Wednesday, March 29, 2006

Numbers lie, part two.

"The cold, hard numbers have been tabulated. And in what surely is the game's least surprising development since Angels owner Arte Moreno was applauded by fans for lowering concession beer prices, home runs are running for cover now that steroid testing is a regular part of the game.

Last season, the first with a relatively tough steroids policy in place, major leaguers swatted fewer homers than in any summer since 1997.


The decline was not dramatic. And a slight change in one season still could turn out to be as much aberration as trend."

Not to get all MENSA on Scott Miller, but anything that occurs in just one season can not be a trend.


On to the numbers and a most simplistic statistical analysis:

Measurements: 2.05, 2.08, 2.28, 2.34, 2.25, 2.09, 2.14, 2.25, 2.06.

Number of measurements: 9.

High: 2.34.

Low: 2.05.

Average: 2.17.

Standard deviation: 0.11.


Conveniently enough, the 2005 homerun measurement is exactly one standard deviation off the average. One standard deviation is not a lot.

Or just look at the numbers as they move from left to right, from 1997 to 2005. Do you see a trend? Can you guess which year steroids ended?

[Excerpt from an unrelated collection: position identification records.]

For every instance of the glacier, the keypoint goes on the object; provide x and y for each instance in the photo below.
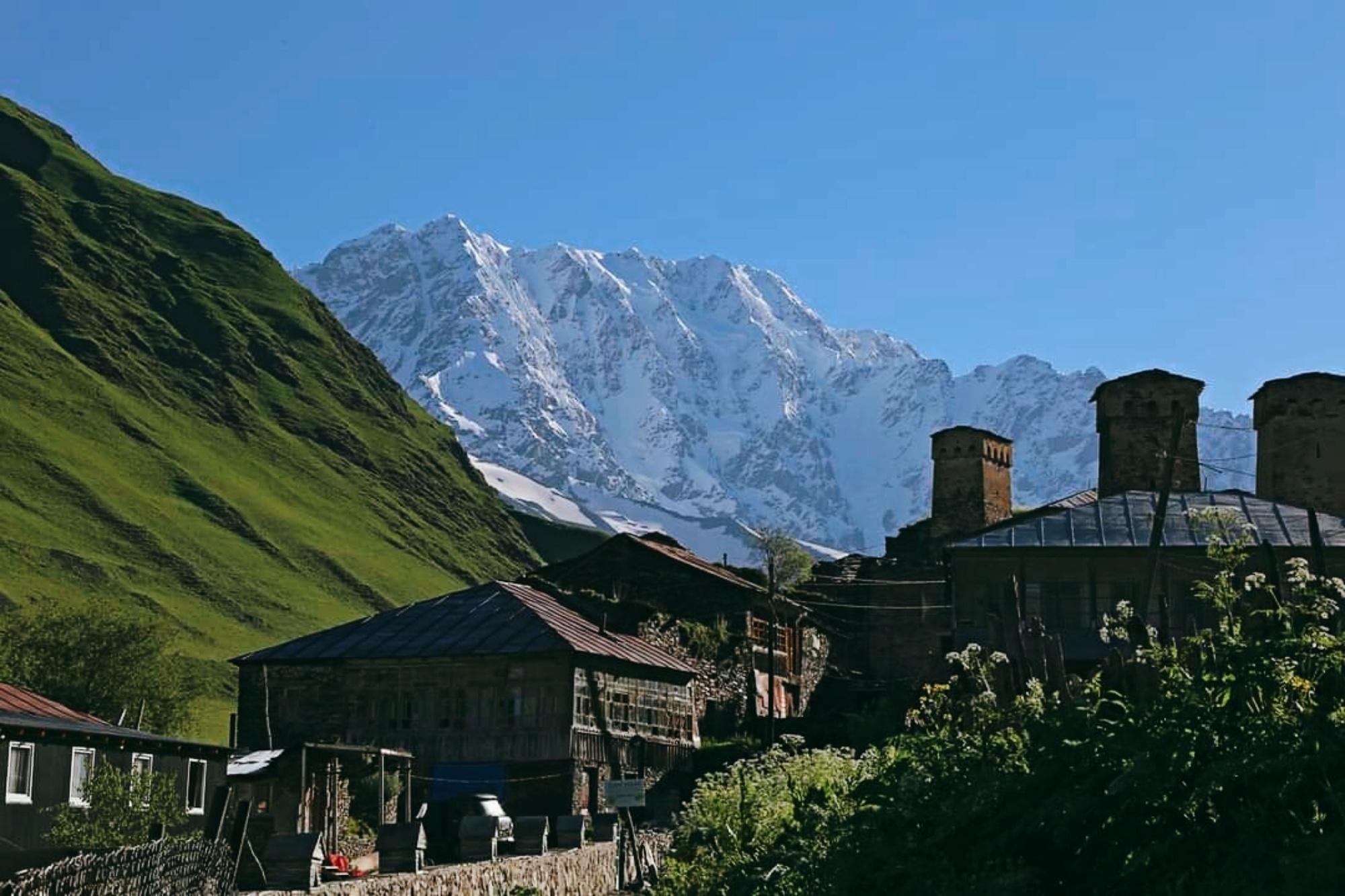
(700, 397)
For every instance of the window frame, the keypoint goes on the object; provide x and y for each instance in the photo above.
(76, 795)
(14, 797)
(201, 794)
(149, 774)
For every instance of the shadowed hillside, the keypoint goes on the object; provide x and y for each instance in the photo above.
(186, 430)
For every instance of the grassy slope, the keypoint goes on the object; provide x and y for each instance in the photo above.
(185, 428)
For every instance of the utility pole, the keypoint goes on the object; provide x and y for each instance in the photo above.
(1140, 626)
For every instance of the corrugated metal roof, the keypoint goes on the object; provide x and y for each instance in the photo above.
(496, 618)
(1126, 521)
(22, 708)
(21, 701)
(685, 556)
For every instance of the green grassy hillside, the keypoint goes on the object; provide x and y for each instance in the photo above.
(186, 430)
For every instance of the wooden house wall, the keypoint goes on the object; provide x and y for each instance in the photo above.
(661, 712)
(505, 708)
(25, 826)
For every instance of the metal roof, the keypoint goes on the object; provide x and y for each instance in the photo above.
(22, 708)
(689, 559)
(494, 618)
(1126, 521)
(21, 701)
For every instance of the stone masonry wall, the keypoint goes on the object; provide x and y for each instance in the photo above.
(574, 872)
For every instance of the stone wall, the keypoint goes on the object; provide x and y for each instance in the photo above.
(1136, 417)
(1301, 442)
(574, 872)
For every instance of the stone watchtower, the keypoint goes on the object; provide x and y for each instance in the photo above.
(1301, 442)
(972, 481)
(1136, 417)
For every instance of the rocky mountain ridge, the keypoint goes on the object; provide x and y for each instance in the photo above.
(696, 396)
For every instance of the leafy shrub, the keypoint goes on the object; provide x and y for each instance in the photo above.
(1206, 766)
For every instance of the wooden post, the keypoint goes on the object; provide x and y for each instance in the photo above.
(770, 657)
(1140, 624)
(407, 815)
(383, 792)
(1315, 533)
(303, 790)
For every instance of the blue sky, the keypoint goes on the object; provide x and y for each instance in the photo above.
(1100, 185)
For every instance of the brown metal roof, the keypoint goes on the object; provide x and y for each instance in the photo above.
(20, 701)
(25, 709)
(494, 618)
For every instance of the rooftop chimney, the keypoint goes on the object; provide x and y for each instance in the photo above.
(1301, 442)
(972, 481)
(1136, 419)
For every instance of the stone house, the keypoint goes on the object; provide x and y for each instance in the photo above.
(497, 688)
(631, 580)
(1070, 564)
(942, 580)
(49, 751)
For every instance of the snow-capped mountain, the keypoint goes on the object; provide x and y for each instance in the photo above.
(695, 396)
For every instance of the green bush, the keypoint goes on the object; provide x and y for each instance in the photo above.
(1208, 766)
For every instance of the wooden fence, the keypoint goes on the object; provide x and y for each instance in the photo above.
(163, 868)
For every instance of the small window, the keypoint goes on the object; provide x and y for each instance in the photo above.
(20, 774)
(81, 770)
(142, 772)
(196, 786)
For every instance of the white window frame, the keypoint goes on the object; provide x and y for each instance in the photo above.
(149, 772)
(201, 794)
(77, 797)
(14, 797)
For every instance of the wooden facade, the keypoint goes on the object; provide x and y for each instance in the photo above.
(654, 575)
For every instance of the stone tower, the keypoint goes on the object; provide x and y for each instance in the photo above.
(1136, 417)
(1301, 442)
(972, 481)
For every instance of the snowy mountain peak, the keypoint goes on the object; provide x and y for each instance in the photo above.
(693, 396)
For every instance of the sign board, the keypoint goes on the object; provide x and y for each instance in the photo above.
(625, 794)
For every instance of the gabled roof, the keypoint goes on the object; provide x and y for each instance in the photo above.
(1141, 376)
(978, 431)
(687, 557)
(21, 701)
(490, 619)
(22, 708)
(1126, 521)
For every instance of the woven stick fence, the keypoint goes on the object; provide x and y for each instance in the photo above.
(162, 868)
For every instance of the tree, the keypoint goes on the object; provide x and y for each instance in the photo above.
(99, 659)
(783, 561)
(123, 809)
(785, 564)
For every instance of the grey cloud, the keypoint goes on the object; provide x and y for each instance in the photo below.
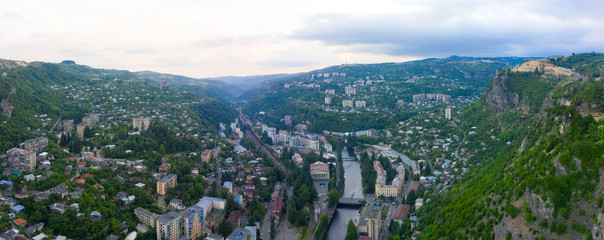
(435, 33)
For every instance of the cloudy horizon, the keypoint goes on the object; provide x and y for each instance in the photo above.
(237, 38)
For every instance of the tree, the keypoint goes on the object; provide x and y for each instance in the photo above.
(224, 228)
(427, 170)
(351, 231)
(333, 197)
(87, 132)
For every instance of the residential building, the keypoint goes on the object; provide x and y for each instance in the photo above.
(413, 186)
(240, 234)
(192, 222)
(177, 204)
(80, 130)
(21, 159)
(297, 159)
(350, 91)
(313, 144)
(213, 236)
(287, 120)
(419, 203)
(164, 169)
(369, 221)
(145, 216)
(328, 147)
(165, 183)
(253, 231)
(359, 104)
(319, 171)
(169, 226)
(36, 144)
(210, 203)
(347, 103)
(67, 126)
(276, 211)
(206, 155)
(141, 123)
(388, 190)
(400, 103)
(419, 97)
(91, 120)
(228, 185)
(402, 212)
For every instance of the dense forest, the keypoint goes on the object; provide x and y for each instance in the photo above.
(542, 167)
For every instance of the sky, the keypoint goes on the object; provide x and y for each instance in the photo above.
(200, 38)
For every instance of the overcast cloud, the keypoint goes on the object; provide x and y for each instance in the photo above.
(237, 37)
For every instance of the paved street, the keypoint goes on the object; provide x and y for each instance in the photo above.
(265, 228)
(286, 231)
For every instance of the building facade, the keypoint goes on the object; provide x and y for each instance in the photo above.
(141, 123)
(169, 226)
(319, 171)
(36, 144)
(192, 222)
(146, 217)
(347, 103)
(165, 183)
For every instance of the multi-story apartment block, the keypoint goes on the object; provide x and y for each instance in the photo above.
(350, 91)
(448, 113)
(319, 171)
(141, 123)
(146, 217)
(392, 190)
(287, 120)
(169, 226)
(313, 144)
(165, 183)
(347, 103)
(36, 144)
(192, 222)
(359, 104)
(369, 221)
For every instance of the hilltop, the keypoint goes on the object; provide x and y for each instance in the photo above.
(35, 96)
(540, 175)
(376, 92)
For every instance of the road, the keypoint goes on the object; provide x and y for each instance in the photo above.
(265, 228)
(250, 132)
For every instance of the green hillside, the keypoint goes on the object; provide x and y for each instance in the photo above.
(379, 86)
(540, 174)
(36, 95)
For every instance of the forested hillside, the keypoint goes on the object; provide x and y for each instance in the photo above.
(541, 124)
(34, 96)
(379, 88)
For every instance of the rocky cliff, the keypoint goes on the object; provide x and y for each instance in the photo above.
(499, 97)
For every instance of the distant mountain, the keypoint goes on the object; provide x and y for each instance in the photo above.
(540, 176)
(212, 88)
(33, 96)
(379, 86)
(247, 83)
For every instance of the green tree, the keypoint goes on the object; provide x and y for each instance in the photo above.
(351, 231)
(333, 197)
(224, 228)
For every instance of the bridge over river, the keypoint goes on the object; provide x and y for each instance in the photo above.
(349, 204)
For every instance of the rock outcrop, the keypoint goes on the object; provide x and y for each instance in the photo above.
(499, 97)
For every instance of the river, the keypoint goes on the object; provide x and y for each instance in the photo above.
(353, 187)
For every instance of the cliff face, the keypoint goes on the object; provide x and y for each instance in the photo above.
(498, 97)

I'd say steroids ended after the 2001 season when the homeruns per game dropped from 2.25 to 2.09. (It's a trend! The numbers are in and the steroid era ended in 2002!)


I am not blind to the effects of steroids, though I'm not exactly sure why Palmeiro and Bonds are pariahs while Ivan Rodriguez and Clemens get off scot-free.

I also know that homeruns are hardly running for cover. The modern game has not fundamentally changed because homeruns dropped to "only" 2.06 per game.